MOYENS ET PRETENTIONS
Par conclusions signifiées par voie électronique en date du 21 octobre 2019, la SCI Jean demande à la cour de :
- confirmer le jugement déféré en ce qu'il a :
- constaté le caractère définitif de la condamnation de la société Beaurepaire à effectuer les travaux d'évacuation des odeurs et, à défaut de supprimer les points de cuisson au premier étage,
- rejeté la demande indemnitaire de la SARL Beaurepaire,
- constaté l'absence de réalisation des travaux et de suppression des points de cuisson au premier étage,
- mis en exergue la nonchalance fautive de la société Beaurepaire,
- rejeté la demande indemnitaire de la SARL Beaurepaire,
- infirmer le jugement déféré pour le surplus et, statuant à nouveau,
- prononcer la résiliation du bail liant la SCI Jean et la Société Beaurepaire et portant sur des locaux sis à [Adresse 3], aux torts de la Société Beaurepaire,
- ordonner l'expulsion de la SARL Beaurepaire et de tous occupants de son chef des locaux qui lui étaient donnés à bail, [Adresse 2], au besoin avec l'aide de la force publique et d'un serrurier.
- dire que les objets garnissant les lieux pourront être transportés chez un garde-meubles aux frais, risques et périls de la locataire.
- débouter la société Beaurepaire de toutes ses demandes fins et conclusions.
- condamner la Société Beaurepaire au paiement d'une indemnité d'occupation calculée forfaitairement sur la base du double du loyer global de la dernière année de location à compter du prononcé de la résiliation et jusqu'à parfait délaissement.
- condamner la SARL Beaurepaire au paiement de la somme de 3.000 € au titre de l'article 700 du Code de procédure civile au titre de la première instance, outre 5.000 € pour la procédure d'appel.
- condamner la SARL Beaurepaire en tous les frais et dépens de première instance et d'appel.
Elle fait valoir que :
- la société Beaurepaire n'a pas respecté la décision de justice exécutoire et définitive prononcée à son encontre par la cour d'appel de Douai
- la société Beaurepaire ne peut arguer d'une quelconque exception d'inexécution du bail, lequel selon elle aurait failli à son obligation de délivrance et devait prendre en charge les travaux litigieux,
- l'autorité de la chose jugée, attachée à la décision de la cour d'appel ainsi que celle de l'unicité du procès et des moyens conduisent à considérer que la question des travaux est définitivement tranchée,
- la question de la charge des travaux, s'agissant d'un moyen de défense à la condamnation à faire, ne peut faire l'objet d'une nouvelle procédure, étant incluse dans la demande de condamnation du preneur à faire des travaux,
- les thèses successives de la société Beaurepaire se heurtent également au principe de l'estoppel,
- sur le fond, l'analyse des clauses du bail permet de constater que les travaux sont à la charge du preneur,
- cette infraction est une infraction continue et un motif de résiliation du bail liant les parties.
Elle souligne que les causes de l'arrêt condamnant aux travaux n'ont pas été exécutées, le preneur bénéficiant pourtant de l'autorisation de la copropriété, étant observé que l'assignation ou la mise en demeure aux fins de réalisation de travaux valent autorisation du bailleur s'agissant de l'exécution des travaux.
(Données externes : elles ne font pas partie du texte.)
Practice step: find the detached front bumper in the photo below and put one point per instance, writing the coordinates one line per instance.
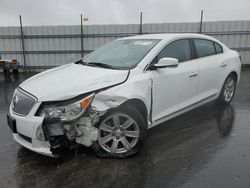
(24, 131)
(56, 136)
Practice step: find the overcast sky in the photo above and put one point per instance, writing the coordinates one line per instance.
(67, 12)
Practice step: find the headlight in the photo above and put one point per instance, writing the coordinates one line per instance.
(66, 112)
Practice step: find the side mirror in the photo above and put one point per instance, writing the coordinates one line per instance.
(165, 62)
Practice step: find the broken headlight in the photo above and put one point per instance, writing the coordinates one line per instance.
(66, 111)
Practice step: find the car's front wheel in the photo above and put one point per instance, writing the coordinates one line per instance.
(228, 90)
(121, 131)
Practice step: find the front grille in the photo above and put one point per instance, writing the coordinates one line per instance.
(22, 103)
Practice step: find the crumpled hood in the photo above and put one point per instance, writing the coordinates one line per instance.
(70, 80)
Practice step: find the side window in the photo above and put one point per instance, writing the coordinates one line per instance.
(179, 49)
(204, 47)
(218, 48)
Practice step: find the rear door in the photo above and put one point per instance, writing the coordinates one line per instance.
(174, 88)
(209, 64)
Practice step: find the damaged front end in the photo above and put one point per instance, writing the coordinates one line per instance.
(68, 124)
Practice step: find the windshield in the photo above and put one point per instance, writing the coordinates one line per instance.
(121, 54)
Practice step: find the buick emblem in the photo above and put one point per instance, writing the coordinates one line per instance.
(15, 101)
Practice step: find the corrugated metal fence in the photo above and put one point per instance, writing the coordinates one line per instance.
(47, 46)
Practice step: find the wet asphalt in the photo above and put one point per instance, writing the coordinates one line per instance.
(206, 147)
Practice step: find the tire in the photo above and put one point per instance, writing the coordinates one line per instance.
(121, 133)
(227, 91)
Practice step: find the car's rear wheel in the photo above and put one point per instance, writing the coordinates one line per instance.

Elle fait état de la négligence certaine s'agissant de l'exécution de la décision par la société Beaurepaire, de sa mauvaise foi dans l'exécution du contrat de bail, et ce depuis 8 ans.
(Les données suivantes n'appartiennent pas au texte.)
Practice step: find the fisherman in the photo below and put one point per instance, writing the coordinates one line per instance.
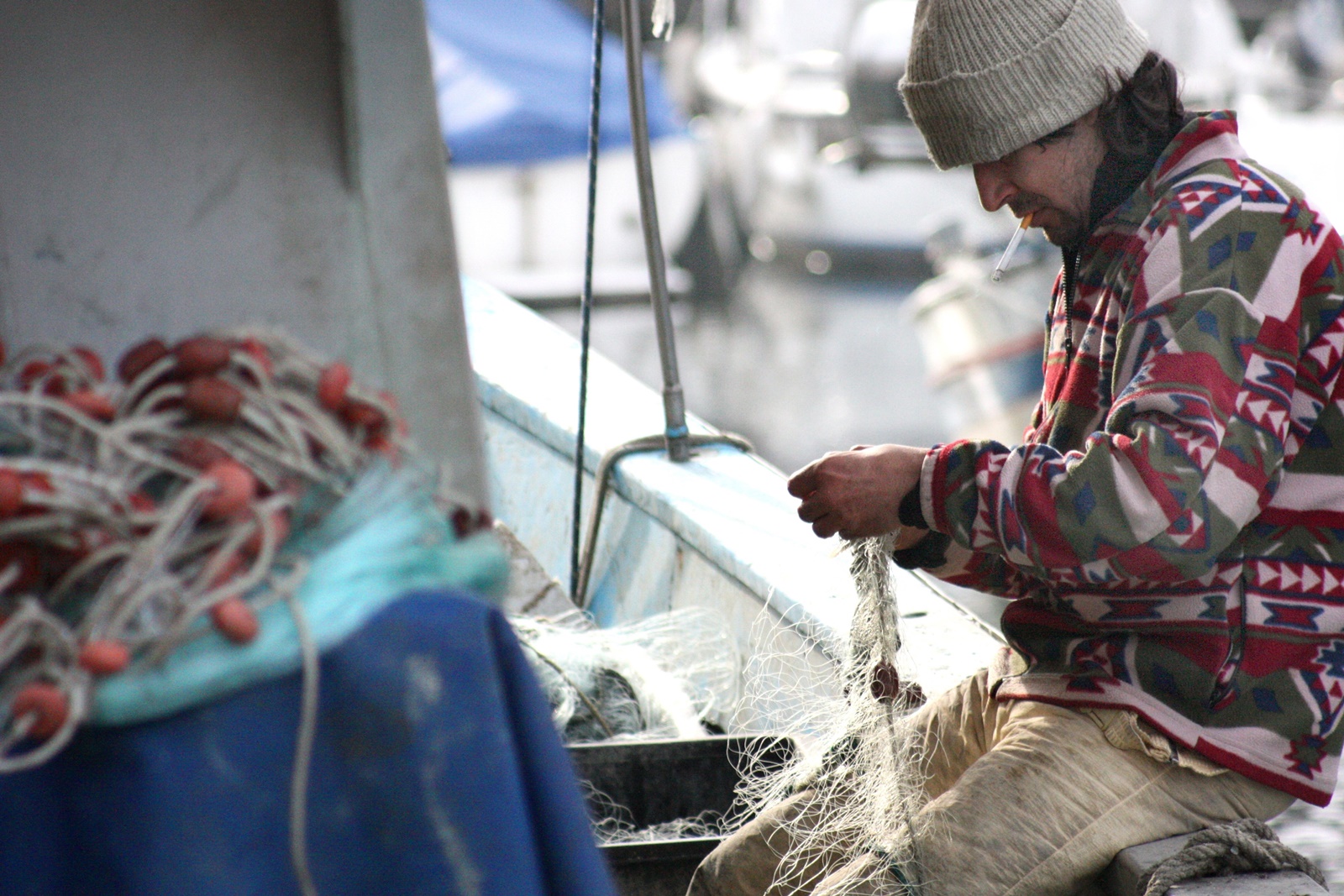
(1171, 528)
Sur le non respect des conditions d'exploitation telles qu'elles résultent du bail et sur le défaut d'entretien des locaux, elle expose que :
- le défaut d'entretien est caractérisé et en lien avec l'absence de réalisation des travaux afférents à l'évacuation des fumées et des odeurs (ou de suppression des points chauds à l'étage),
- les résidus graisseux, alimentaires, poussières s'accumulent et imprègnent les murs, la présence de moisissures ayant été constatée,
- les normes réglementaires relatives à l'évacuation des fumées et notamment l'article R4222-1 du code du travail, ne sont pas respectées.
Elle rappelle que :
- la résiliation correspond à une sanction objective d'une inexécution et que le bailleur n'a pas à démontrer l'existence d'un préjudice particulier,
- la nature et la persistance des manquements de même que la mauvaise foi du preneur justifie la résiliation,
- le preneur avait ainsi une activité nuisant au bailleur et au voisinage et avait ainsi modifié unilatéralement l'affectation des locaux, se servant du premier étage du local pour la cuisson des aliments,
- plus de 9 ans ont été nécessaires pour réaliser les travaux, soulignant la gravité du manquement, d'autant que les premiers travaux ne répondaient pas aux normes applicables en la matière, tout comme les derniers travaux en date.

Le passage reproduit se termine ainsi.